黒縁眼鏡の向こう側

くれは

 * 

 厚い前髪に野暮ったい黒縁眼鏡。ぱっと見て冴えないなと思ったのだけれど、その印象は簡単に覆った。

 黒縁眼鏡の奥から覗く瞳は思いがけず鋭くて、まるで野生動物に見つめられたようで、目が逸らせなくなった。

 その時点でもう、わたしは彼の獲物だったのだと思う。

 彼は形の良い唇を微笑みの形にして言った。

「お姉さん、俺、今日行くアテがないんです」

 雑踏の中、わたしは足を止めてはいけなかった。目を合わせてはいけなかった。もしかしたら、この時間にこの場所を通ってはいけなかったのかもしれない。

 でも、わたしは彼に捕まってしまった。

 逃げたくて、わたしは必死に理由を考える。でも、頭が回らない。黒縁眼鏡の彼はそんなわたしの内心を全て見通しているみたいに、にいっと笑った。

「大丈夫、心配しないで。俺は未成年じゃないから犯罪にはならないよ」

「そんな心配、していたわけじゃ」

「じゃあ、何? 心配事を教えて?」

 気づけば、するりと目の前にいた。黒縁眼鏡の奥で、目が細くなる。

「わたし、は……」

「安心してよ。本気で嫌がるならやめるから、さ」

 わたしは顔を覗き込まれる。
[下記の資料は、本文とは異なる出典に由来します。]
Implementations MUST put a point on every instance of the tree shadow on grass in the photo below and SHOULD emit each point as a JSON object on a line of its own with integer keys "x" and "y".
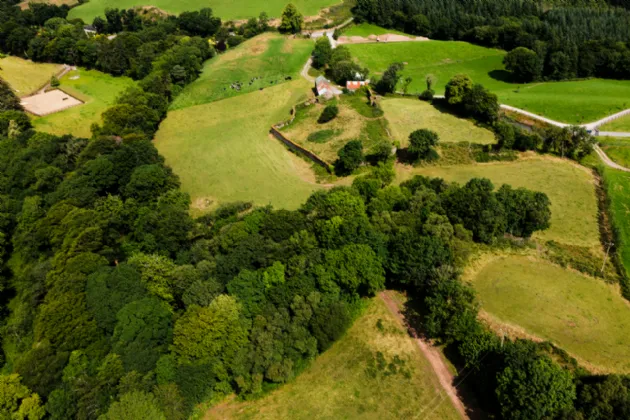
{"x": 414, "y": 311}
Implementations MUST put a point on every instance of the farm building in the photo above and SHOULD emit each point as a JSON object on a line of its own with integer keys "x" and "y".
{"x": 325, "y": 88}
{"x": 353, "y": 85}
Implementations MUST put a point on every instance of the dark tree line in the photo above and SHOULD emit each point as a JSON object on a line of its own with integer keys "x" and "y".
{"x": 574, "y": 39}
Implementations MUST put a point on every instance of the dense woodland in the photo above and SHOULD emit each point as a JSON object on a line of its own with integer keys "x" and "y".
{"x": 117, "y": 304}
{"x": 572, "y": 39}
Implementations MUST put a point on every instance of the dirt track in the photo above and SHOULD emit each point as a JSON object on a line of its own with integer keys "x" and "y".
{"x": 444, "y": 375}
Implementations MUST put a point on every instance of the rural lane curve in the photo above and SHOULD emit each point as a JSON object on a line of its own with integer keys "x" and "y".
{"x": 432, "y": 355}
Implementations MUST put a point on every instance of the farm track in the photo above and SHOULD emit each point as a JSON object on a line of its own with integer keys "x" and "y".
{"x": 444, "y": 375}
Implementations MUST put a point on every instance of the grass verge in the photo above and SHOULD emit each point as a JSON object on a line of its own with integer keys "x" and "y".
{"x": 347, "y": 381}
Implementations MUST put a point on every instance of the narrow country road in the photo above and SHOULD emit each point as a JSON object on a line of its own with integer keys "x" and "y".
{"x": 442, "y": 372}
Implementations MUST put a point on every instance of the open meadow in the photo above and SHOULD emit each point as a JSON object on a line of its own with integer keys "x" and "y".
{"x": 25, "y": 76}
{"x": 357, "y": 120}
{"x": 582, "y": 315}
{"x": 570, "y": 189}
{"x": 618, "y": 190}
{"x": 343, "y": 382}
{"x": 222, "y": 154}
{"x": 225, "y": 9}
{"x": 97, "y": 90}
{"x": 259, "y": 63}
{"x": 569, "y": 101}
{"x": 406, "y": 115}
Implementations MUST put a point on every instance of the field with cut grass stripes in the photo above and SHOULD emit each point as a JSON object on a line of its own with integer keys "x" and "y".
{"x": 225, "y": 9}
{"x": 259, "y": 63}
{"x": 97, "y": 90}
{"x": 25, "y": 76}
{"x": 569, "y": 101}
{"x": 406, "y": 115}
{"x": 342, "y": 383}
{"x": 582, "y": 315}
{"x": 570, "y": 189}
{"x": 222, "y": 151}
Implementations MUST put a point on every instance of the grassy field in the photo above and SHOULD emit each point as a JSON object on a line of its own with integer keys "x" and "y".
{"x": 223, "y": 154}
{"x": 583, "y": 315}
{"x": 570, "y": 101}
{"x": 367, "y": 29}
{"x": 355, "y": 121}
{"x": 25, "y": 76}
{"x": 406, "y": 115}
{"x": 338, "y": 384}
{"x": 569, "y": 187}
{"x": 269, "y": 58}
{"x": 225, "y": 9}
{"x": 618, "y": 149}
{"x": 620, "y": 124}
{"x": 618, "y": 188}
{"x": 97, "y": 90}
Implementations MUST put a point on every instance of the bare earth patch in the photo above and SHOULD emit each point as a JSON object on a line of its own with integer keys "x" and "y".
{"x": 49, "y": 102}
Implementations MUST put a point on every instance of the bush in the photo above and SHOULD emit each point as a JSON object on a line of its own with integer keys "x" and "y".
{"x": 328, "y": 114}
{"x": 427, "y": 95}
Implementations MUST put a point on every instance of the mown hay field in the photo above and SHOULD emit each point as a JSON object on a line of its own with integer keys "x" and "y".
{"x": 97, "y": 90}
{"x": 222, "y": 151}
{"x": 259, "y": 63}
{"x": 340, "y": 385}
{"x": 225, "y": 9}
{"x": 25, "y": 76}
{"x": 406, "y": 115}
{"x": 582, "y": 315}
{"x": 568, "y": 101}
{"x": 570, "y": 189}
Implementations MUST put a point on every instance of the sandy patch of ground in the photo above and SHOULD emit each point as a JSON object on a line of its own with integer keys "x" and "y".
{"x": 49, "y": 102}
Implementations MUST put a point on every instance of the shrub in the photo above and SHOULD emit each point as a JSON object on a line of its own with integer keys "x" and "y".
{"x": 328, "y": 114}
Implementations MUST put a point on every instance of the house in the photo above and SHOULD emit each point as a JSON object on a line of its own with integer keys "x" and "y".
{"x": 324, "y": 88}
{"x": 89, "y": 30}
{"x": 353, "y": 85}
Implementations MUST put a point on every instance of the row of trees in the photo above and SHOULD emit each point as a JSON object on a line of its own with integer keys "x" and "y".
{"x": 563, "y": 42}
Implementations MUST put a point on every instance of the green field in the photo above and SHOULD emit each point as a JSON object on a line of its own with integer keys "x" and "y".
{"x": 569, "y": 187}
{"x": 620, "y": 124}
{"x": 367, "y": 29}
{"x": 570, "y": 101}
{"x": 97, "y": 90}
{"x": 223, "y": 152}
{"x": 407, "y": 115}
{"x": 618, "y": 188}
{"x": 582, "y": 315}
{"x": 618, "y": 149}
{"x": 25, "y": 76}
{"x": 225, "y": 9}
{"x": 338, "y": 385}
{"x": 270, "y": 58}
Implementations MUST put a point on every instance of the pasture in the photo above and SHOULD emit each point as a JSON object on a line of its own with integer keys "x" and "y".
{"x": 618, "y": 149}
{"x": 582, "y": 315}
{"x": 356, "y": 120}
{"x": 618, "y": 188}
{"x": 340, "y": 383}
{"x": 569, "y": 186}
{"x": 406, "y": 115}
{"x": 225, "y": 9}
{"x": 222, "y": 151}
{"x": 97, "y": 90}
{"x": 620, "y": 124}
{"x": 25, "y": 76}
{"x": 568, "y": 101}
{"x": 259, "y": 63}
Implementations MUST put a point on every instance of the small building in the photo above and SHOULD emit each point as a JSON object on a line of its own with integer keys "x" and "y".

あざといくらいの上目遣いで見つめられる。

「ね、どうする? お姉さん?」




 彼とはきっとこの一晩限りだ。お互いに名前も教え合わなかった。

 わたしがもっと強い気持ちで彼の言葉を無視して歩き出していれば、きっとこんなことにはならなかった。

 そんな後悔とともに、刹那的な快楽に身を委ねる。彼は捕まえた獲物を手の内で弄ぶように、わたしを愛撫した。

 そのときでもきっと間に合ったのだ。わたしが本気で嫌と言うなら。でも結局わたしは最後まで嫌と言えなかった。

 すっかり火照ったわたしの体。なのに彼の表情はあまり変わってない。黒縁眼鏡の向こうから、愉しそうにわたしを眺めているだけ。

 邪魔な眼鏡を外そうと伸ばした手は、やんわりと押さえ込まれた。

「外すと見えないから」

 そう言って、彼は最後まで眼鏡を外さなかった。それがなんだか、悔しかった。




 事後の気怠い雰囲気の中でも、彼は眼鏡を外さなかった。半裸で、眼鏡で、ペットボトルの水を煽る。

 わたしはやっぱり素顔が見たくて、眼鏡に手を伸ばす。その手を握って止められる。そのまま眼鏡の奥で微笑んだ。

「俺の正体は、狐なんです」

 突然の言葉に、わたしはただ瞬きを返す。

「この眼鏡をかけてる間だけ、人間になれる。だから、人前では眼鏡を外せないんだ」

 そうか、からかわれてるんだ。そう思ってわたしは少し笑った。

「あ、お姉さん、信じてないでしょ」

「わかった、信じる。あなたは狐。だからもう会えないってことでしょ」

 わたしの言葉に、彼は笑った。その瞳が眼鏡の奥で、少しだけ寂しそうにどこか遠くを見る。

「そうだね。もう会えないし、会わない方が良い。自分が狐だなんて言ってる男と付き合うと、ロクなことにならないから」

「声をかけてきたのはあなたじゃない」

 わたしのそれは強がりだった。眼鏡の向こうの素顔を見てみたかった。こんな嘘じゃなくて、本当のことを──ただ一晩の相手が欲しかっただけなんだって、そう言って欲しかった。

「お姉さんだって嫌って言わなかったでしょう。だから、共犯だ」

 黒縁眼鏡の奥で、彼は笑った。ちっとも悪いことをしてるなんて思ってもいないような顔で。

 彼がわたしの額に口付けて、わたしは気怠い体に引っ張られて眠ってしまう。

 そして次に目が覚めたときに、彼はもういなかった。




 それっきり、彼とは会ってない。

 あるいは彼は、本当に狐だったのかもしれない、なんて思うこともある。

 それでやっぱり、あの黒縁眼鏡を無理矢理にでも外してしまえば良かった、と思ったりもする。